Ouvindo o assunto sério, a jovem finalmente soltou Linia, assentindo para que ela prosseguisse.
“Segundo o professor Keim, que decifrou as inscrições nos monumentos encontrados junto ao casulo da Deusa Mecânica, e cruzando com as lendas locais, já é possível confirmar a identidade da Deusa Mecânica do casulo. Quem repousava ali era realmente aquela registrada no antigo pergaminho da família da senhorita.” Linia manteve o rosto impassível, mas o tom de voz, normalmente neutro, carregava uma pressão inexplicável: “Além disso, já foram confirmados três vítimas na cidade, todos com sintomas de sangue drenado, conforme registrado.”
“Ordene que os guardas organizem uma busca minuciosa, mesmo que seja necessário retirar toda a tropa do castelo.” O sorriso desapareceu do rosto da jovem, substituído por uma expressão de autoridade e gravidade: “E, mesmo encontrando o alvo, evitem contato direto. Não precisamos de baixas desnecessárias.”
De fato, Deusas Mecânicas não eram adversárias que humanos comuns podiam enfrentar, ainda mais sendo um produto da era do ressurgimento mecânico. Mesmo que todos os habitantes de Lovinia fossem mobilizados, não seria suficiente.

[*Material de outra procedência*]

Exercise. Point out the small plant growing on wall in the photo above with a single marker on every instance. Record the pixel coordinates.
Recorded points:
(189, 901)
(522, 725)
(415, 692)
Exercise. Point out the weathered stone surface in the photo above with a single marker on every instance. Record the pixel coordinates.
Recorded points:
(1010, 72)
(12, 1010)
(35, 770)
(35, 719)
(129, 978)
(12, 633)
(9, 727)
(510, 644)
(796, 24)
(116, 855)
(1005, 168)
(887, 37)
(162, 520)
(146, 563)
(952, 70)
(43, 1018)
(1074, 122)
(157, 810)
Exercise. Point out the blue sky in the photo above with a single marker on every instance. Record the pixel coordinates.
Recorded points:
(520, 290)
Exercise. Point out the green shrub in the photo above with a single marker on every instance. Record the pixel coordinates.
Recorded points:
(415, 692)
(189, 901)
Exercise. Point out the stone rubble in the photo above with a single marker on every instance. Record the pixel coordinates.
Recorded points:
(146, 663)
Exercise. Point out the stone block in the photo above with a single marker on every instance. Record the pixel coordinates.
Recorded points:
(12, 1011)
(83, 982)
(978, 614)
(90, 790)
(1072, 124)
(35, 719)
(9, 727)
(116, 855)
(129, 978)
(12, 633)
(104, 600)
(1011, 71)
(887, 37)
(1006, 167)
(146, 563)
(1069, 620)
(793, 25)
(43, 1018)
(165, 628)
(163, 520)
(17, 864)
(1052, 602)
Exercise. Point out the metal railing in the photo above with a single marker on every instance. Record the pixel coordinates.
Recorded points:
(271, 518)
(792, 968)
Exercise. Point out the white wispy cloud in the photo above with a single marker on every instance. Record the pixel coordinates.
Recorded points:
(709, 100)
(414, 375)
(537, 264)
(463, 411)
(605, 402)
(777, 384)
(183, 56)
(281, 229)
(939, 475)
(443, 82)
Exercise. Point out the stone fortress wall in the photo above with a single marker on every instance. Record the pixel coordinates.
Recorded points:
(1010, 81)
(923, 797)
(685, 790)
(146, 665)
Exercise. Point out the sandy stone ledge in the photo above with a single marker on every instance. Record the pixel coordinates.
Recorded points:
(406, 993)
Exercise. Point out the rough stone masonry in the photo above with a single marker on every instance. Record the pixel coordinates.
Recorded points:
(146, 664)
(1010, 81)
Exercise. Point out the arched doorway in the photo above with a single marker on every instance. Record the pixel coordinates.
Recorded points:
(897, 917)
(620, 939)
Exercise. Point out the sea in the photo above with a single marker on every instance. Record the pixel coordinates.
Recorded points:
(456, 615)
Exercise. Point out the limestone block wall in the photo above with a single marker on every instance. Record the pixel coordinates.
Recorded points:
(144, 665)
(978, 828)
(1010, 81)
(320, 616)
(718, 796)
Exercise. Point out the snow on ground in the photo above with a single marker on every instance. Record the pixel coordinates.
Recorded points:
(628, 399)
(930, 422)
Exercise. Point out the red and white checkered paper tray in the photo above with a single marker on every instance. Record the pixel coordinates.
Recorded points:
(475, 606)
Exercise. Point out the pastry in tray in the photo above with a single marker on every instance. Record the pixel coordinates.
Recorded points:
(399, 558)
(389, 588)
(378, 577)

“Portanto, se realmente encontrarem o alvo, será sua vez de agir, Linia.” A jovem encarou Linia, pronunciando cada palavra: “E isso é uma ordem. Em qualquer situação, sua segurança é prioridade máxima; eliminar o alvo vem em segundo lugar, entendeu?”
“Sim.” Linia fechou o punho direito sobre o ombro esquerdo, inclinando-se em reverência: “Como desejar, minha senhorita.”
“Está em suas mãos.” A jovem voltou a sorrir: “Estou ansiosa para ver seu desempenho~”
Após a saída de Linia, o olhar da jovem retornou ao grande ovo.
As mãos, caídas ao lado do corpo, se fecharam involuntariamente, e o rosto ficou pálido.
“Lovinia é minha cidade. Jamais permitirei que a lenda se repita aqui.” Nos olhos da jovem, uma centelha de determinação: “Princesa Escarlate, Alicia!”